How to properly set binary flags in a Python polars dataframe

Question

When implementing a binary flag column in Python polars v0.15.15, I came across some seemingly weird behavior. Given a df

import polars as pl

df = pl.DataFrame({
        "col1": [0,1,2,3],
        "flag": [0,0,0,0]
    })

I set the flag by or-ing the current flag value, e.g. 2

df = df.with_column(
        pl.when((pl.col("col1") < 1) | (pl.col("col1") >= 3))
        .then(pl.col("flag") | 2) # set flag b0010
        .otherwise(pl.col("flag"))
    )
print(df)
shape: (4, 2)
┌──────┬──────┐
│ col1 ┆ flag │
│ ---  ┆ ---  │
│ i64  ┆ i64  │
╞══════╪══════╡
│ 0    ┆ 2    │
│ 1    ┆ 0    │
│ 2    ┆ 0    │
│ 3    ┆ 2    │
└──────┴──────┘

So far so good, however when adding another flag, I get something unexpected:

df = df.with_column(
        pl.when(pl.col("col1") > -1)  
        .then(pl.col("flag") | 4) # also set flag b0100
        .otherwise(pl.col("flag"))
    )
print(df)
shape: (4, 2)
┌──────┬──────┐
│ col1 ┆ flag │
│ ---  ┆ ---  │
│ i64  ┆ i64  │
╞══════╪══════╡
│ 0    ┆ 6    │
│ 1    ┆ 6    │ # <-- ?! 0 | 4 is 4, not 6
│ 2    ┆ 6    │ # <-- ?! 0 | 4 is 4, not 6
│ 3    ┆ 6    │
└──────┴──────┘

Why are all flags now 6? I'd expect [6, 4, 4, 6]
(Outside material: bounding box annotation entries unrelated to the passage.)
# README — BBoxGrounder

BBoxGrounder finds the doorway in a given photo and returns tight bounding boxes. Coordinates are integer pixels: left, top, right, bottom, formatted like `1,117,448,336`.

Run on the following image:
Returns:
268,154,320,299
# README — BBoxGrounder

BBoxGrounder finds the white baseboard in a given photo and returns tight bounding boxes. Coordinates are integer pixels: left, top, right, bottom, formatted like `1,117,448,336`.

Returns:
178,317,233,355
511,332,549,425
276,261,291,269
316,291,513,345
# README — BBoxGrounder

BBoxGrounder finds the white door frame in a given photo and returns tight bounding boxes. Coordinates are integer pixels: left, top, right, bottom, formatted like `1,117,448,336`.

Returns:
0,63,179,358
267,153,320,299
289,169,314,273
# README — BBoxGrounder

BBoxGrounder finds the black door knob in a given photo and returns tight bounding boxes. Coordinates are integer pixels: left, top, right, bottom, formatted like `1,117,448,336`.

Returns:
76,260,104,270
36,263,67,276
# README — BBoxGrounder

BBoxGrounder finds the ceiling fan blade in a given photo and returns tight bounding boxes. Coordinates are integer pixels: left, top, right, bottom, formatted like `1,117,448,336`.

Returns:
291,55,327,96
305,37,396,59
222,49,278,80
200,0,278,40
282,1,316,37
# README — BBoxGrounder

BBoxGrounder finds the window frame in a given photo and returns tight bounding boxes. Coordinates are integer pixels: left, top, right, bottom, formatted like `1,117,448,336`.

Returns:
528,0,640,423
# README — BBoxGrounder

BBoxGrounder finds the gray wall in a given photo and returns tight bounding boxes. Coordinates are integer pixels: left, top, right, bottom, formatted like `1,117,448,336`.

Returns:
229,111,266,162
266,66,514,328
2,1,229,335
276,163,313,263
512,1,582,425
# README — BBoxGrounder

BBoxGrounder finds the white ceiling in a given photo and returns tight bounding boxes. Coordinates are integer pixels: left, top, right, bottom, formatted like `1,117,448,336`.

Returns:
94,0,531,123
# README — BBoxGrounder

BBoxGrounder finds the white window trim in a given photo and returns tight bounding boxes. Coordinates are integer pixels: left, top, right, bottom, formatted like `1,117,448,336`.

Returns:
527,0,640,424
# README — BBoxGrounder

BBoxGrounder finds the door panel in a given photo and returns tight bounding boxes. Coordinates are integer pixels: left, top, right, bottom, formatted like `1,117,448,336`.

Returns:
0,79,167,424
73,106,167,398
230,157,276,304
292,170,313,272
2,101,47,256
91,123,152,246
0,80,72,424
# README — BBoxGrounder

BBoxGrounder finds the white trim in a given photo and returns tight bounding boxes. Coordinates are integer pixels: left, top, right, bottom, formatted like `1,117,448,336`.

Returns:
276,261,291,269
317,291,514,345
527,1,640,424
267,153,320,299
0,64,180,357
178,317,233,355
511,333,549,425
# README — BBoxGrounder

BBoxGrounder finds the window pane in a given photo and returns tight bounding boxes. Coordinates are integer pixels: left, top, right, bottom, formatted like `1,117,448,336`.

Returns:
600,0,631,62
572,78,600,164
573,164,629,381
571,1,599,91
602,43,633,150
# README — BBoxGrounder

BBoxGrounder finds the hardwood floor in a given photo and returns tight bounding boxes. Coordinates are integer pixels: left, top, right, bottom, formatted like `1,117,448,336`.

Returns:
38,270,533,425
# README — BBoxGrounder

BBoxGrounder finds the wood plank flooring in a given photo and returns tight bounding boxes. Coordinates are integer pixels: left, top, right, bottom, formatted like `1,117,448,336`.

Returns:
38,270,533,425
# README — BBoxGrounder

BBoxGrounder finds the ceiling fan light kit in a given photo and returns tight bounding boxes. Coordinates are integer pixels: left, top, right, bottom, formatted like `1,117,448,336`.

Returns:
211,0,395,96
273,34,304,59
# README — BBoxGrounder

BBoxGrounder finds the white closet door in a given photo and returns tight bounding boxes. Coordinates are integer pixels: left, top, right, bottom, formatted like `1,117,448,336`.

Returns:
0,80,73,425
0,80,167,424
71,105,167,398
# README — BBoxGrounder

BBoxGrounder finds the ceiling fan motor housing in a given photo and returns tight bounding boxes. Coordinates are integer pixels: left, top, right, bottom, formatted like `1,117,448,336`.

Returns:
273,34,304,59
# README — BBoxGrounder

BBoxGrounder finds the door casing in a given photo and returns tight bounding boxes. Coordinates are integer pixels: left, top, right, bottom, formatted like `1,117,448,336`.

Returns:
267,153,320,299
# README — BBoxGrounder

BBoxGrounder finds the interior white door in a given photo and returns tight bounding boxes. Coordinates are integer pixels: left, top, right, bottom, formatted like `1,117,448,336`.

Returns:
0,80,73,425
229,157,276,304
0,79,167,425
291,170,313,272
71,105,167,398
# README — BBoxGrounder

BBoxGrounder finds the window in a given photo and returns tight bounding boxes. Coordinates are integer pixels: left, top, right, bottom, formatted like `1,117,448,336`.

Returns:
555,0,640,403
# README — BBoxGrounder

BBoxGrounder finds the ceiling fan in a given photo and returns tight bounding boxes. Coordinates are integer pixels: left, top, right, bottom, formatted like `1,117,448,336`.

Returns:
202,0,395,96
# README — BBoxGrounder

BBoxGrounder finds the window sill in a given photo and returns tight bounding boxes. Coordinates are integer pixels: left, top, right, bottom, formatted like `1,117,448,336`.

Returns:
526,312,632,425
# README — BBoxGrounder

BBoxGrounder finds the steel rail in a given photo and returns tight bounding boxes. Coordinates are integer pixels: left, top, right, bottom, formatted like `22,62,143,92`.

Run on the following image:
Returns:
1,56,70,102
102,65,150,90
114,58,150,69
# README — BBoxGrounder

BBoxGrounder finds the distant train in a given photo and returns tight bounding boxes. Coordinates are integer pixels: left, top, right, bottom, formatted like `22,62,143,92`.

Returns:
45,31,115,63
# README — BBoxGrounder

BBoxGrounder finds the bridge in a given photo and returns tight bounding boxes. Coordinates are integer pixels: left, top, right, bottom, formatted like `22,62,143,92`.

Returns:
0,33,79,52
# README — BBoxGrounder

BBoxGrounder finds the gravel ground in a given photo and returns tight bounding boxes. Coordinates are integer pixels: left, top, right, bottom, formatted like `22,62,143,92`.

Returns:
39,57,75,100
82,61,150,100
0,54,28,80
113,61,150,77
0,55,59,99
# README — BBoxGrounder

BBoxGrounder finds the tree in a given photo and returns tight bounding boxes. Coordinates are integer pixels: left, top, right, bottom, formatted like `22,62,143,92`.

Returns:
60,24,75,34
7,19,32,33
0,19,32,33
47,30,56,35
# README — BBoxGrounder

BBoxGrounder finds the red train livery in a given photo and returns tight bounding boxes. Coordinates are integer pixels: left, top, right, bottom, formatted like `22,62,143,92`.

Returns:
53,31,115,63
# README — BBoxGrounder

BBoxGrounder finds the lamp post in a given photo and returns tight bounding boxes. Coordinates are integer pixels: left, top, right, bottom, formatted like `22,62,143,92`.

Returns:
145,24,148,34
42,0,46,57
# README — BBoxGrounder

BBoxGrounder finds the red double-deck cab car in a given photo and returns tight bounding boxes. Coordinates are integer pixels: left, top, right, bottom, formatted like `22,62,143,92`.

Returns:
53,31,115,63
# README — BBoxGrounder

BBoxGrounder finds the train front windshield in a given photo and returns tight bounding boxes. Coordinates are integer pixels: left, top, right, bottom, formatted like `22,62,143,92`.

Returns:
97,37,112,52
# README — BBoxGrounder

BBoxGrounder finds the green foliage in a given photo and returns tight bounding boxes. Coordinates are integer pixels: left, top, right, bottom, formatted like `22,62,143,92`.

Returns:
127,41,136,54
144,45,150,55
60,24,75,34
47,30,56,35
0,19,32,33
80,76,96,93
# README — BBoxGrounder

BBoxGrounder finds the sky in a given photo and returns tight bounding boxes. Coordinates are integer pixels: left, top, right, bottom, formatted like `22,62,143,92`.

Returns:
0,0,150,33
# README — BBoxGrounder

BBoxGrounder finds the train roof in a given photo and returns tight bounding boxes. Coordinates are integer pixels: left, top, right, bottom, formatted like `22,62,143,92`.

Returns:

Doing it the other way around (set flag 4, then flag 2), the result is as expected:

df = pl.DataFrame({"col1": [0,1,2,3], "flag": [0,0,0,0]})
df = df.with_column(
        pl.when(pl.col("col1") > -1)  
        .then(pl.col("flag") | 4)
        .otherwise(pl.col("flag"))
    )
df = df.with_column(
        pl.when((pl.col("col1") < 1) | (pl.col("col1") >= 3))
        .then(pl.col("flag") | 2)
        .otherwise(pl.col("flag"))
    )
print(df)
shape: (4, 2)
┌──────┬──────┐
│ col1 ┆ flag │
│ ---  ┆ ---  │
│ i64  ┆ i64  │
╞══════╪══════╡
│ 0    ┆ 6    │
│ 1    ┆ 4    │
│ 2    ┆ 4    │
│ 3    ┆ 6    │
└──────┴──────┘

What's going on here, what am I missing?

Answer 1

polars 0.17.14 update:

The issue is fixed; see also closed issue on github.

---

old answer:

Work-arounds would be for example an apply (rather inefficient):

import polars as pl

df = pl.DataFrame({"col1": [0,1,2,3], "flag": [0,0,0,0]})

df = df.with_columns(
        pl.when((pl.col("col1") < 1) | (pl.col("col1") >= 3))
        .then(pl.col("flag").apply(lambda flag: flag | 2)) # set flag b0010
        .otherwise(pl.col("flag"))
    )
df = df.with_columns(
        pl.when(pl.col("col1") > -1)
        .then(pl.col("flag").apply(lambda flag: flag | 4)) # set/combine with flag b0100
        .otherwise(pl.col("flag"))
    )
print(df)
shape: (4, 2)
┌──────┬──────┐
│ col1 ┆ flag │
│ ---  ┆ ---  │
│ i64  ┆ i64  │
╞══════╪══════╡
│ 0    ┆ 6    │
│ 1    ┆ 4    │
│ 2    ┆ 4    │
│ 3    ┆ 6    │
└──────┴──────┘

Or similarly np.bitwise_or (thanks @jqurious):

df.with_columns(
        pl.when(condition_for_flag)
        .then(np.bitwise_or(pl.col("flag"), flag_to_set))
        .otherwise(pl.col("flag"))
        )

or np.where instead of polar's when-then-else, then cast result back to series:

df.with_columns(
        pl.Series(
            np.where(condition_for_flag,
                     df["flag"].to_numpy() | flag_to_set,
                     df["flag"]
            )
        ).alias("flag")
    )

Both np.bitwise_ and np.where seem to be more efficient than the apply. While apply most likely has linear time complexity, np.bitwise_ and np.where might perform differently depending on input size. Test for your specific (typical) input size in case of doubt.